The mayor of Columbus is trying to reach the root of the misunderstanding because it may have pose a danger to the people of Columbus.
Friday, July 30, 2021 6:57 pm CDT
Columbus-A health warning was issued in Columbus on Thursday.
After the Columbus fire department responded to the July 14 fire at the ADM ethanol plant, the mayor is now trying to reach the root of what could have been done in another way.
Fire Chief Dan Miller worked with ADM to contain a smoldering coal-seam fire for nearly three weeks. He is not accepting comments on NCN.
During that time, four people reported symptoms of carbon monoxide poisoning. Two were positive. No one was hospitalized.
On Tuesday, Mayor Jim Bulkeley was informed about the fire. He looked up the location and called the authorities.
“I’m disappointed with the time lag, but of course, hindsight is in 2020,” Bulkeley said.
He called the East Central Health Department and Pratt Regional Emergency Management. Both tell NCN that it should have been communicated sooner.

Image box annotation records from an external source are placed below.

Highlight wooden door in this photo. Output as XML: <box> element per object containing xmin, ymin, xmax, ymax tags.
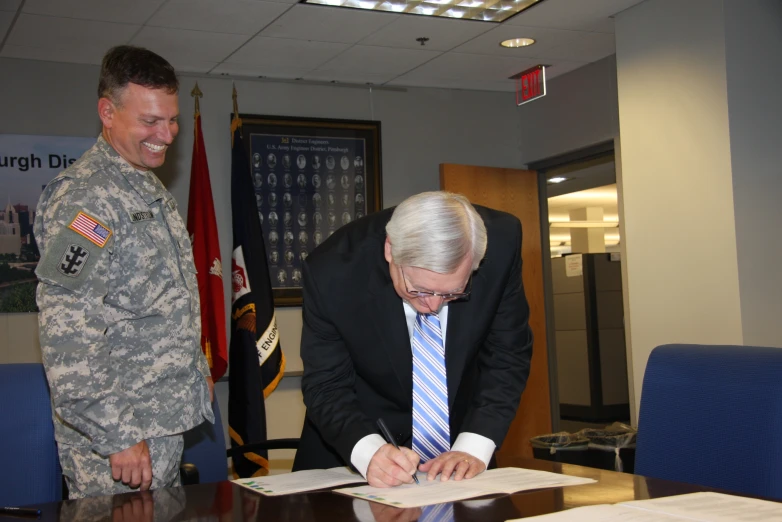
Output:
<box><xmin>440</xmin><ymin>163</ymin><xmax>551</xmax><ymax>458</ymax></box>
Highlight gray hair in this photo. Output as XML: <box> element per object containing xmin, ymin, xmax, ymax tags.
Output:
<box><xmin>386</xmin><ymin>191</ymin><xmax>487</xmax><ymax>274</ymax></box>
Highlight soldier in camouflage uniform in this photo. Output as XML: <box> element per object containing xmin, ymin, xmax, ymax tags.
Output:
<box><xmin>34</xmin><ymin>46</ymin><xmax>214</xmax><ymax>498</ymax></box>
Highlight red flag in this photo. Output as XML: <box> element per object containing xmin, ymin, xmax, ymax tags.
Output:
<box><xmin>187</xmin><ymin>89</ymin><xmax>228</xmax><ymax>382</ymax></box>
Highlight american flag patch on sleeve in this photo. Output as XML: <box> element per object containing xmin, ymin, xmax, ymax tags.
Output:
<box><xmin>68</xmin><ymin>212</ymin><xmax>111</xmax><ymax>248</ymax></box>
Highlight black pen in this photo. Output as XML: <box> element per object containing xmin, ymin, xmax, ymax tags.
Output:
<box><xmin>0</xmin><ymin>507</ymin><xmax>41</xmax><ymax>518</ymax></box>
<box><xmin>377</xmin><ymin>419</ymin><xmax>421</xmax><ymax>486</ymax></box>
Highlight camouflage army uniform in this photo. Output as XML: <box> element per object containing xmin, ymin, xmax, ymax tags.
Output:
<box><xmin>34</xmin><ymin>137</ymin><xmax>214</xmax><ymax>498</ymax></box>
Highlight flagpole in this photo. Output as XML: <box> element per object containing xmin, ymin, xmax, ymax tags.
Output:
<box><xmin>190</xmin><ymin>82</ymin><xmax>204</xmax><ymax>147</ymax></box>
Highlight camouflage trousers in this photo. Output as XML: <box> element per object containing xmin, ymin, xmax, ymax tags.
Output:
<box><xmin>58</xmin><ymin>434</ymin><xmax>184</xmax><ymax>499</ymax></box>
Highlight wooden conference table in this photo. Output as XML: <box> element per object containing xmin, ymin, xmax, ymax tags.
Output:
<box><xmin>15</xmin><ymin>458</ymin><xmax>740</xmax><ymax>522</ymax></box>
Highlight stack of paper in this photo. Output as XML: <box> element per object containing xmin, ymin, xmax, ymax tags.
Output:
<box><xmin>335</xmin><ymin>468</ymin><xmax>595</xmax><ymax>508</ymax></box>
<box><xmin>231</xmin><ymin>467</ymin><xmax>366</xmax><ymax>497</ymax></box>
<box><xmin>508</xmin><ymin>492</ymin><xmax>782</xmax><ymax>522</ymax></box>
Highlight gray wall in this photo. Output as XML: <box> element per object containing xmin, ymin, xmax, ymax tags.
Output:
<box><xmin>725</xmin><ymin>0</ymin><xmax>782</xmax><ymax>346</ymax></box>
<box><xmin>518</xmin><ymin>55</ymin><xmax>619</xmax><ymax>164</ymax></box>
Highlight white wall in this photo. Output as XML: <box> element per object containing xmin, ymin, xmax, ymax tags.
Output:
<box><xmin>725</xmin><ymin>0</ymin><xmax>782</xmax><ymax>346</ymax></box>
<box><xmin>0</xmin><ymin>59</ymin><xmax>523</xmax><ymax>464</ymax></box>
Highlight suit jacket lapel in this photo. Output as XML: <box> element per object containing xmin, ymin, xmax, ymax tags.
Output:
<box><xmin>368</xmin><ymin>259</ymin><xmax>413</xmax><ymax>407</ymax></box>
<box><xmin>445</xmin><ymin>270</ymin><xmax>483</xmax><ymax>407</ymax></box>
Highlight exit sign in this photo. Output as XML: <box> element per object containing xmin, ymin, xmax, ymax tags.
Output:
<box><xmin>511</xmin><ymin>65</ymin><xmax>546</xmax><ymax>106</ymax></box>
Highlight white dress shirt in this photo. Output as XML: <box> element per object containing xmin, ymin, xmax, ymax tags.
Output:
<box><xmin>350</xmin><ymin>301</ymin><xmax>496</xmax><ymax>478</ymax></box>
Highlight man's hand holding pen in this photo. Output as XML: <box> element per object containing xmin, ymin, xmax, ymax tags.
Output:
<box><xmin>367</xmin><ymin>444</ymin><xmax>420</xmax><ymax>488</ymax></box>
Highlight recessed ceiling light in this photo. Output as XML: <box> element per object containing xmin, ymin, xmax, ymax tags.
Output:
<box><xmin>500</xmin><ymin>38</ymin><xmax>535</xmax><ymax>47</ymax></box>
<box><xmin>299</xmin><ymin>0</ymin><xmax>543</xmax><ymax>22</ymax></box>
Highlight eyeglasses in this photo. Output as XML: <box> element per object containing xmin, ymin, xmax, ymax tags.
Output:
<box><xmin>399</xmin><ymin>266</ymin><xmax>472</xmax><ymax>301</ymax></box>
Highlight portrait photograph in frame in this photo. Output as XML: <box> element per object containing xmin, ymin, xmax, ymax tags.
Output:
<box><xmin>240</xmin><ymin>114</ymin><xmax>383</xmax><ymax>306</ymax></box>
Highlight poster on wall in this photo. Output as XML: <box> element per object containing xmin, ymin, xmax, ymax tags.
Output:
<box><xmin>241</xmin><ymin>114</ymin><xmax>382</xmax><ymax>306</ymax></box>
<box><xmin>0</xmin><ymin>134</ymin><xmax>95</xmax><ymax>313</ymax></box>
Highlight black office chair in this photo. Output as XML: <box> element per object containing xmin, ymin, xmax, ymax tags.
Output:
<box><xmin>180</xmin><ymin>400</ymin><xmax>299</xmax><ymax>486</ymax></box>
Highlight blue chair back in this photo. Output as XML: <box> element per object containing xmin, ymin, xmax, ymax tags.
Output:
<box><xmin>182</xmin><ymin>399</ymin><xmax>228</xmax><ymax>484</ymax></box>
<box><xmin>0</xmin><ymin>364</ymin><xmax>62</xmax><ymax>506</ymax></box>
<box><xmin>635</xmin><ymin>344</ymin><xmax>782</xmax><ymax>499</ymax></box>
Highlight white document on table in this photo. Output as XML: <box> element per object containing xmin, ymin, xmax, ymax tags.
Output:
<box><xmin>231</xmin><ymin>467</ymin><xmax>366</xmax><ymax>497</ymax></box>
<box><xmin>334</xmin><ymin>468</ymin><xmax>595</xmax><ymax>508</ymax></box>
<box><xmin>508</xmin><ymin>492</ymin><xmax>782</xmax><ymax>522</ymax></box>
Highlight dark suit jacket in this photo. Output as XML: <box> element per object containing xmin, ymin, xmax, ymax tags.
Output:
<box><xmin>293</xmin><ymin>206</ymin><xmax>532</xmax><ymax>471</ymax></box>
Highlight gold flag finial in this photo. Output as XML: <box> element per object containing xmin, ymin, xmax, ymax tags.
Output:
<box><xmin>232</xmin><ymin>83</ymin><xmax>239</xmax><ymax>118</ymax></box>
<box><xmin>190</xmin><ymin>82</ymin><xmax>204</xmax><ymax>115</ymax></box>
<box><xmin>231</xmin><ymin>83</ymin><xmax>242</xmax><ymax>147</ymax></box>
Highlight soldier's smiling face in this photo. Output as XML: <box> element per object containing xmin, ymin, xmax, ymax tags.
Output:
<box><xmin>98</xmin><ymin>83</ymin><xmax>179</xmax><ymax>170</ymax></box>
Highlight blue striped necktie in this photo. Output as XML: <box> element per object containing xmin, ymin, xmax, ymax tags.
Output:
<box><xmin>413</xmin><ymin>314</ymin><xmax>451</xmax><ymax>462</ymax></box>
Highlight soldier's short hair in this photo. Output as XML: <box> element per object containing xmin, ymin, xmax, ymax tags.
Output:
<box><xmin>98</xmin><ymin>45</ymin><xmax>179</xmax><ymax>105</ymax></box>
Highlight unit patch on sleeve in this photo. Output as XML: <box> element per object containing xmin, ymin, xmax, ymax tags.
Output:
<box><xmin>68</xmin><ymin>212</ymin><xmax>111</xmax><ymax>248</ymax></box>
<box><xmin>129</xmin><ymin>210</ymin><xmax>155</xmax><ymax>223</ymax></box>
<box><xmin>57</xmin><ymin>245</ymin><xmax>90</xmax><ymax>277</ymax></box>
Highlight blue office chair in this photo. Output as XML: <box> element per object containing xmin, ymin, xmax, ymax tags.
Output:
<box><xmin>180</xmin><ymin>400</ymin><xmax>299</xmax><ymax>486</ymax></box>
<box><xmin>0</xmin><ymin>364</ymin><xmax>62</xmax><ymax>506</ymax></box>
<box><xmin>635</xmin><ymin>344</ymin><xmax>782</xmax><ymax>499</ymax></box>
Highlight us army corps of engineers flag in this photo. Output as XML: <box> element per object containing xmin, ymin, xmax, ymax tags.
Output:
<box><xmin>228</xmin><ymin>92</ymin><xmax>285</xmax><ymax>478</ymax></box>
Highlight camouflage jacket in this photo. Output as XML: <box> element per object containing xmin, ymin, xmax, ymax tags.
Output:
<box><xmin>34</xmin><ymin>137</ymin><xmax>214</xmax><ymax>456</ymax></box>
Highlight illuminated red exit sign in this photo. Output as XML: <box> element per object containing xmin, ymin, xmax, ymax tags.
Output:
<box><xmin>511</xmin><ymin>65</ymin><xmax>546</xmax><ymax>105</ymax></box>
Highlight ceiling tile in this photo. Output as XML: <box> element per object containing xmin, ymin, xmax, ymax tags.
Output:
<box><xmin>304</xmin><ymin>70</ymin><xmax>404</xmax><ymax>85</ymax></box>
<box><xmin>6</xmin><ymin>13</ymin><xmax>139</xmax><ymax>51</ymax></box>
<box><xmin>454</xmin><ymin>24</ymin><xmax>580</xmax><ymax>58</ymax></box>
<box><xmin>131</xmin><ymin>27</ymin><xmax>247</xmax><ymax>62</ymax></box>
<box><xmin>0</xmin><ymin>0</ymin><xmax>22</xmax><ymax>11</ymax></box>
<box><xmin>386</xmin><ymin>76</ymin><xmax>516</xmax><ymax>91</ymax></box>
<box><xmin>147</xmin><ymin>0</ymin><xmax>291</xmax><ymax>35</ymax></box>
<box><xmin>226</xmin><ymin>36</ymin><xmax>349</xmax><ymax>69</ymax></box>
<box><xmin>261</xmin><ymin>4</ymin><xmax>399</xmax><ymax>43</ymax></box>
<box><xmin>505</xmin><ymin>0</ymin><xmax>643</xmax><ymax>31</ymax></box>
<box><xmin>397</xmin><ymin>52</ymin><xmax>535</xmax><ymax>82</ymax></box>
<box><xmin>361</xmin><ymin>15</ymin><xmax>495</xmax><ymax>51</ymax></box>
<box><xmin>22</xmin><ymin>0</ymin><xmax>165</xmax><ymax>24</ymax></box>
<box><xmin>211</xmin><ymin>63</ymin><xmax>318</xmax><ymax>80</ymax></box>
<box><xmin>160</xmin><ymin>53</ymin><xmax>219</xmax><ymax>73</ymax></box>
<box><xmin>0</xmin><ymin>44</ymin><xmax>106</xmax><ymax>65</ymax></box>
<box><xmin>536</xmin><ymin>33</ymin><xmax>616</xmax><ymax>63</ymax></box>
<box><xmin>546</xmin><ymin>60</ymin><xmax>588</xmax><ymax>80</ymax></box>
<box><xmin>319</xmin><ymin>45</ymin><xmax>440</xmax><ymax>77</ymax></box>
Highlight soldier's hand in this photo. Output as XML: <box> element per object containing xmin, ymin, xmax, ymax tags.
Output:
<box><xmin>206</xmin><ymin>377</ymin><xmax>215</xmax><ymax>402</ymax></box>
<box><xmin>109</xmin><ymin>440</ymin><xmax>152</xmax><ymax>491</ymax></box>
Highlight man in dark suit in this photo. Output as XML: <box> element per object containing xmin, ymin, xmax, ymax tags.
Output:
<box><xmin>294</xmin><ymin>192</ymin><xmax>532</xmax><ymax>486</ymax></box>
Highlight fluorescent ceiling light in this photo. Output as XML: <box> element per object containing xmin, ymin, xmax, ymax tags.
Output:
<box><xmin>302</xmin><ymin>0</ymin><xmax>543</xmax><ymax>22</ymax></box>
<box><xmin>500</xmin><ymin>38</ymin><xmax>540</xmax><ymax>47</ymax></box>
<box><xmin>548</xmin><ymin>221</ymin><xmax>619</xmax><ymax>228</ymax></box>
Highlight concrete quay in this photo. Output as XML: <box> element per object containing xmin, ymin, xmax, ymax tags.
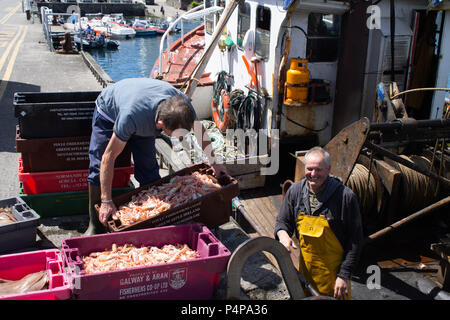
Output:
<box><xmin>0</xmin><ymin>0</ymin><xmax>448</xmax><ymax>300</ymax></box>
<box><xmin>0</xmin><ymin>0</ymin><xmax>289</xmax><ymax>300</ymax></box>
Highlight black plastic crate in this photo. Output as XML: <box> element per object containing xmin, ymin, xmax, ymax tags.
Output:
<box><xmin>0</xmin><ymin>198</ymin><xmax>40</xmax><ymax>252</ymax></box>
<box><xmin>14</xmin><ymin>91</ymin><xmax>101</xmax><ymax>139</ymax></box>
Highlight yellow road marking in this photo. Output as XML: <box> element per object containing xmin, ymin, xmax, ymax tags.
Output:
<box><xmin>0</xmin><ymin>26</ymin><xmax>23</xmax><ymax>70</ymax></box>
<box><xmin>0</xmin><ymin>3</ymin><xmax>22</xmax><ymax>24</ymax></box>
<box><xmin>0</xmin><ymin>26</ymin><xmax>28</xmax><ymax>101</ymax></box>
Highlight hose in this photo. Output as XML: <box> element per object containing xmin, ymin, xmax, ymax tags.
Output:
<box><xmin>398</xmin><ymin>155</ymin><xmax>439</xmax><ymax>213</ymax></box>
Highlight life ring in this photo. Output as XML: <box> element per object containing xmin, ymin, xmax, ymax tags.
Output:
<box><xmin>211</xmin><ymin>89</ymin><xmax>230</xmax><ymax>131</ymax></box>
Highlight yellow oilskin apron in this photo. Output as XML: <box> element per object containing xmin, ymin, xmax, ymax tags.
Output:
<box><xmin>297</xmin><ymin>212</ymin><xmax>350</xmax><ymax>299</ymax></box>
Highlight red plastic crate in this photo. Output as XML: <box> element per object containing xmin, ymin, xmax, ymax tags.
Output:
<box><xmin>19</xmin><ymin>160</ymin><xmax>134</xmax><ymax>194</ymax></box>
<box><xmin>61</xmin><ymin>224</ymin><xmax>231</xmax><ymax>300</ymax></box>
<box><xmin>0</xmin><ymin>249</ymin><xmax>72</xmax><ymax>300</ymax></box>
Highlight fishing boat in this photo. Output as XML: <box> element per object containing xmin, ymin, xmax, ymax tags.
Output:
<box><xmin>101</xmin><ymin>15</ymin><xmax>136</xmax><ymax>39</ymax></box>
<box><xmin>131</xmin><ymin>18</ymin><xmax>158</xmax><ymax>37</ymax></box>
<box><xmin>150</xmin><ymin>0</ymin><xmax>450</xmax><ymax>284</ymax></box>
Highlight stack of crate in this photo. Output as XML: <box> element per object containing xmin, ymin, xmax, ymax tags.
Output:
<box><xmin>14</xmin><ymin>91</ymin><xmax>133</xmax><ymax>217</ymax></box>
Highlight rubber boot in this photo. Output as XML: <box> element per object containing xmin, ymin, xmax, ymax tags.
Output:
<box><xmin>84</xmin><ymin>184</ymin><xmax>106</xmax><ymax>236</ymax></box>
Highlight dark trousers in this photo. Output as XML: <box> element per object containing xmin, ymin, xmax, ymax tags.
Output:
<box><xmin>88</xmin><ymin>109</ymin><xmax>161</xmax><ymax>186</ymax></box>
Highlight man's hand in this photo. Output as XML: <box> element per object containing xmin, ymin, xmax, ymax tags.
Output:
<box><xmin>98</xmin><ymin>202</ymin><xmax>117</xmax><ymax>226</ymax></box>
<box><xmin>211</xmin><ymin>163</ymin><xmax>227</xmax><ymax>178</ymax></box>
<box><xmin>334</xmin><ymin>277</ymin><xmax>349</xmax><ymax>300</ymax></box>
<box><xmin>277</xmin><ymin>230</ymin><xmax>297</xmax><ymax>252</ymax></box>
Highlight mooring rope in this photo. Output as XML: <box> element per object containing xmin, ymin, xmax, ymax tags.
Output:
<box><xmin>398</xmin><ymin>155</ymin><xmax>439</xmax><ymax>213</ymax></box>
<box><xmin>347</xmin><ymin>163</ymin><xmax>377</xmax><ymax>220</ymax></box>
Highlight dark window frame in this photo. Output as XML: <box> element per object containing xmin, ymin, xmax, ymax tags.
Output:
<box><xmin>255</xmin><ymin>5</ymin><xmax>272</xmax><ymax>61</ymax></box>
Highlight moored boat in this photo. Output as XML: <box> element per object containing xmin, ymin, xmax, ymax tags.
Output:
<box><xmin>150</xmin><ymin>0</ymin><xmax>449</xmax><ymax>278</ymax></box>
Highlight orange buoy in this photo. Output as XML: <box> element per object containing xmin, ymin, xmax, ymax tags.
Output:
<box><xmin>211</xmin><ymin>89</ymin><xmax>230</xmax><ymax>131</ymax></box>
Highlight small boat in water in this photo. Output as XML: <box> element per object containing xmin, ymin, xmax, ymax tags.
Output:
<box><xmin>131</xmin><ymin>18</ymin><xmax>158</xmax><ymax>37</ymax></box>
<box><xmin>101</xmin><ymin>15</ymin><xmax>136</xmax><ymax>39</ymax></box>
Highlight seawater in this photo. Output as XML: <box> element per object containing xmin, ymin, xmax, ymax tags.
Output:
<box><xmin>89</xmin><ymin>20</ymin><xmax>201</xmax><ymax>82</ymax></box>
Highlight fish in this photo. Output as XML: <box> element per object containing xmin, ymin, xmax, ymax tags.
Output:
<box><xmin>115</xmin><ymin>171</ymin><xmax>222</xmax><ymax>226</ymax></box>
<box><xmin>0</xmin><ymin>270</ymin><xmax>49</xmax><ymax>297</ymax></box>
<box><xmin>0</xmin><ymin>208</ymin><xmax>17</xmax><ymax>226</ymax></box>
<box><xmin>81</xmin><ymin>243</ymin><xmax>200</xmax><ymax>274</ymax></box>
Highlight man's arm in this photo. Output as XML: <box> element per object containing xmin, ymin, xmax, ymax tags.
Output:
<box><xmin>194</xmin><ymin>119</ymin><xmax>227</xmax><ymax>177</ymax></box>
<box><xmin>338</xmin><ymin>190</ymin><xmax>363</xmax><ymax>279</ymax></box>
<box><xmin>99</xmin><ymin>133</ymin><xmax>127</xmax><ymax>224</ymax></box>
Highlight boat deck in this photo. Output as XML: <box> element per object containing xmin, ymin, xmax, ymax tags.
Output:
<box><xmin>151</xmin><ymin>24</ymin><xmax>213</xmax><ymax>87</ymax></box>
<box><xmin>236</xmin><ymin>187</ymin><xmax>300</xmax><ymax>268</ymax></box>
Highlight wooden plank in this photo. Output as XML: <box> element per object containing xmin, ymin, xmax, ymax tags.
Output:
<box><xmin>244</xmin><ymin>199</ymin><xmax>273</xmax><ymax>237</ymax></box>
<box><xmin>253</xmin><ymin>197</ymin><xmax>275</xmax><ymax>237</ymax></box>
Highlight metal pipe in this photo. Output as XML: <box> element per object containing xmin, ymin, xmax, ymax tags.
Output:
<box><xmin>364</xmin><ymin>196</ymin><xmax>450</xmax><ymax>244</ymax></box>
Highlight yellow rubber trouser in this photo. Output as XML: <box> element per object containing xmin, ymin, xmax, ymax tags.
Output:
<box><xmin>297</xmin><ymin>212</ymin><xmax>350</xmax><ymax>300</ymax></box>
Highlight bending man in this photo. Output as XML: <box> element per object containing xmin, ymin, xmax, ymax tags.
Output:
<box><xmin>85</xmin><ymin>78</ymin><xmax>226</xmax><ymax>235</ymax></box>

Almost immediately, ECHD released a public alert on Thursday. I advised the residents to report their weaknesses. Dizziness; and headaches to healthcare professionals; test carbon monoxide alerting.
Residents nearby said they were not worried.
“I’m not too worried. I used to work there, but I know they’re in control of things,” said Josh Kirby, who works at a chemical factory right next to ADM. ..
“I’m not worried at all. I think it will take a lot of time in the air to influence someone,” said Don Pfeiffer of Columbus. He heard about the news warning, but thought it shouldn’t be serious.
Others have expressed how grateful they are for having a carbon monoxide tester.
“This is the first thing I’ve heard about it, but we’re really good at making sure the carbon monoxide alarm is working,” Rosepalas said. “Our neighbor left a few years ago after a gas leak, and I always remembered it. It can be scary.”
Experts are at the ADM site to monitor the air. ADM wrote in a statement that it did not find any traces of carbon monoxide.
Meanwhile, Columbus city officials promise to ensure that more people will be responsible for making this type of decision in the future. Bulkley said he has created a timeline and is personally investigating to figure out what went wrong.
“I believe ADM is doing everything it can with all its hands,” Bulkeley said of the company.
Fire authorities refused to comment on the issue with NCN.